Based on a recent report
from Information Weekly, implementing service automation tools is one of the top objectives for IT organizations. While cost is at the forefront when positioning a case for introducing automation practices, the study found that the real, tangible benefits come in the form of improved response times, reduction in errors, and an increase in efficiency.
In addition to benefits, the report also begins to bring light to some of the troubles that can plague and eventually overwhelm even the best intentions for an automation project. Moreover, it draws attention to some of the new challenges that SaaS and Cloud options can introduce. The report goes on in much greater detail, and it may be worth the price of admission (some business/personal information) to download, especially if you are in the early stages of an automation project.
Now, if you read TheITSM Lens regularly, which we hope you do, none of this should be shocking. As with everything we provide, our goal is to offer real-world suggestions based on our experience and success helping members of IT teams at every level of the organization. In fact, just last week we published A 5 Step Process to Achieve Service Automation
- a great guide, especially for those just starting an automation project.
This week, we’d like to follow up on that post, helping those of you that may already be on the path, and perhaps even those that haven't yet started. Listed, after the break, are what we have identified as, the Top 5 Pitfalls to IT Process Automation Failure. For the exceptionally perceptive, you should easily spot a helpful acronym.
5 - Failure to Get Business Buy-In
IT process automation is an effort that will require members from throughout your organization, and buy-in from teams all the way down to end users. Simply trying to force a solution upon the business will eventually result in failure.
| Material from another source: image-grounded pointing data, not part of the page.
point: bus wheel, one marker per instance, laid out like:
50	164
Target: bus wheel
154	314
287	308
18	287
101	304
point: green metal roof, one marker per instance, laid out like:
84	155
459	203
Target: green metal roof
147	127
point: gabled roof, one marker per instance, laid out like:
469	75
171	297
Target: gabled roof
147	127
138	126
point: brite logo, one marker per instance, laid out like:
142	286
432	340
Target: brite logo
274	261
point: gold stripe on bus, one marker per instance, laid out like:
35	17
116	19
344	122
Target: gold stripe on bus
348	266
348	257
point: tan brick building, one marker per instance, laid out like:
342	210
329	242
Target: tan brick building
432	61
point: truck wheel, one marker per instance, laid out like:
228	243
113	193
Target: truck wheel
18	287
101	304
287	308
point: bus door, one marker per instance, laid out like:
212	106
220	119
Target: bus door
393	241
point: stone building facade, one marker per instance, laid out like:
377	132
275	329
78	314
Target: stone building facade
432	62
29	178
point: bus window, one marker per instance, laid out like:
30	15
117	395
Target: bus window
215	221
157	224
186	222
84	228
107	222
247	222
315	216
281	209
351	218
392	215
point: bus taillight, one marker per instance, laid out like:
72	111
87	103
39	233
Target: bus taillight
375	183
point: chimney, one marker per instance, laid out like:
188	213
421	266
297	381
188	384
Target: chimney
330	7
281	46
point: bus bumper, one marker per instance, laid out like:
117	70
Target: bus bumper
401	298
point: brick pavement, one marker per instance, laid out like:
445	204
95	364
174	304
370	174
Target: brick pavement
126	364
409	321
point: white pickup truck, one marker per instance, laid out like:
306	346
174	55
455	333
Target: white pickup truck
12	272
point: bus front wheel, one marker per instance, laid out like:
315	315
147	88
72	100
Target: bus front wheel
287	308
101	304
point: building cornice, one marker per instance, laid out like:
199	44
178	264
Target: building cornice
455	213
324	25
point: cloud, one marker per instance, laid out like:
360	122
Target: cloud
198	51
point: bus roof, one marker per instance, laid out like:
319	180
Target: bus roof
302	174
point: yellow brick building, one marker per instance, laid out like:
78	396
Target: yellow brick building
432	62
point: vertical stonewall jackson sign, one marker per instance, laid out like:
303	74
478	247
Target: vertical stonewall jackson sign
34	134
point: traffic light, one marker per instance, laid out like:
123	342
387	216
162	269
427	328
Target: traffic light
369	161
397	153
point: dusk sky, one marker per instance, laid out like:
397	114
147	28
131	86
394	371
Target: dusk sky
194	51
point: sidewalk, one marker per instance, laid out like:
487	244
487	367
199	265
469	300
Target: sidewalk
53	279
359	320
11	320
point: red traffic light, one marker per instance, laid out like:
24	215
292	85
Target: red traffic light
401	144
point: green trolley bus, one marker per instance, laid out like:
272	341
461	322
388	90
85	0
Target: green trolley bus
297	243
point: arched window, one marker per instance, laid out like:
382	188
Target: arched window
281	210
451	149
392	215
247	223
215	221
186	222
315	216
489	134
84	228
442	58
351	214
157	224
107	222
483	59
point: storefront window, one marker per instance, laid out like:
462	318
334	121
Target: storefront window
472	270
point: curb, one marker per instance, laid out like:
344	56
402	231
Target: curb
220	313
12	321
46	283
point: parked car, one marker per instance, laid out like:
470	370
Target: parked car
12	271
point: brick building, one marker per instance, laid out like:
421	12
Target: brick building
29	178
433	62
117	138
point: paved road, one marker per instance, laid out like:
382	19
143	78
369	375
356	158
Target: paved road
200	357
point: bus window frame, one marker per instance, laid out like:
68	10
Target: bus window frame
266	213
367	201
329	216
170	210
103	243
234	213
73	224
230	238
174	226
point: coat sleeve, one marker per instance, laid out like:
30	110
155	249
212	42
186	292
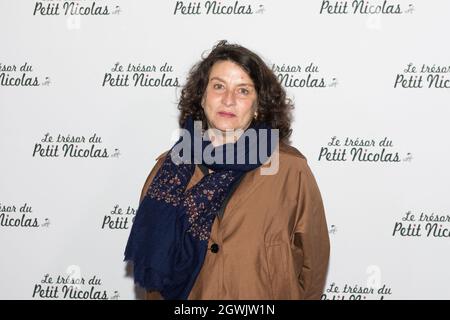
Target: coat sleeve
310	239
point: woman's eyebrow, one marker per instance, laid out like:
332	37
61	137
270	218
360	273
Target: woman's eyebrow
239	84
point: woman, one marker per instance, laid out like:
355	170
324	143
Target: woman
213	222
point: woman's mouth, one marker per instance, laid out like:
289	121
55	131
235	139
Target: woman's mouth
226	114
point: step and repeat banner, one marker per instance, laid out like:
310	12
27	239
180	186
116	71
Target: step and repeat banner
88	100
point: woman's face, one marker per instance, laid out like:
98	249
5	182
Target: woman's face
229	101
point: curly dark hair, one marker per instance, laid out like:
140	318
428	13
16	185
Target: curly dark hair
273	106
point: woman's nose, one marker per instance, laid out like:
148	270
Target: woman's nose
229	98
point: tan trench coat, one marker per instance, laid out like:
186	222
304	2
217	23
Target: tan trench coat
272	238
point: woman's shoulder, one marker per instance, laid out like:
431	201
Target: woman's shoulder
291	157
162	155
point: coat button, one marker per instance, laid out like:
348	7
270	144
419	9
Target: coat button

We can’t suggest this enough, but creating a collaborative SLA will go a long way in helping you achieve success. Of course, your IT Service Management solution will need to support this as well – ChangeGear® does.
4 - Attempting to Automate Everything at Once
Some IT teams are just impatient. Perhaps they want to make one fell swoop, and tackle automating every process the first time. While this is possible, most organizations need to be much more agile, given that processes are likely to change even during your project. This can present problems especially if you are against a deadline and using a legacy solution that requires consultants to make even the simplest customization. A good approach is automate processes logically, and in chunks that are digestible by the organization as a whole – perhaps just starting within your IT team. Either way, your IT Service Management solution will also need to support an iterative style of process automation. A big help to this will be an ability to make customizations simply and easily.
3 - Inadequate Preparation
It’s reasonable to understand why a team wants to jump in, pick a software system, and start solving problems. In fact, that’s what IT does best. However, as the saying goes, “Proper Preparation Prevents Poor Performance.” At a base level, do some reconnaissance to discover initiatives the business may be undertaking. Documentation, especially that of IT-specific processes, is a necessity. Plus, if you are planning to implement a set of best practices such as ITIL, make sure the software solution you are using, or plan to use, supports this out of the box.
2 - Lack of Regular Process Updates
It would be great if IT process automation was a get it done, and then leave it alone project. Unfortunately that’s not the case. Even if you are realizing great gains in error reduction and efficiency in the beginning, organizations are dynamic and will change. Be sure to identify processes that might be most susceptible to change, and then set a regular schedule for taking a quick look at those processes, as well as a general overview of what may be changing within the business.
1 - Stopgap Measure Dependence
If there is any single item that poses the largest threat to an IT process automation project, or any project for that matter, it’s the intention (hidden or realized) that this is simply a temporary and reactionary solution. Perhaps you are just looking to stem the flow of tickets, because there are no resources to add staff. Maybe you are looking for a quicker way to deploy updates. No matter the reason, if you are going to spend the time and resources to take on such an initiative, you need to be committed to reaching a well-rounded solution. While automation can have great gains for your organization, it might not be a great first step. Be sure not to ignore other issues such as an IT team that operates outside of the business goals and objectives, or an aging, legacy IT service management system that is in desperate need of an update.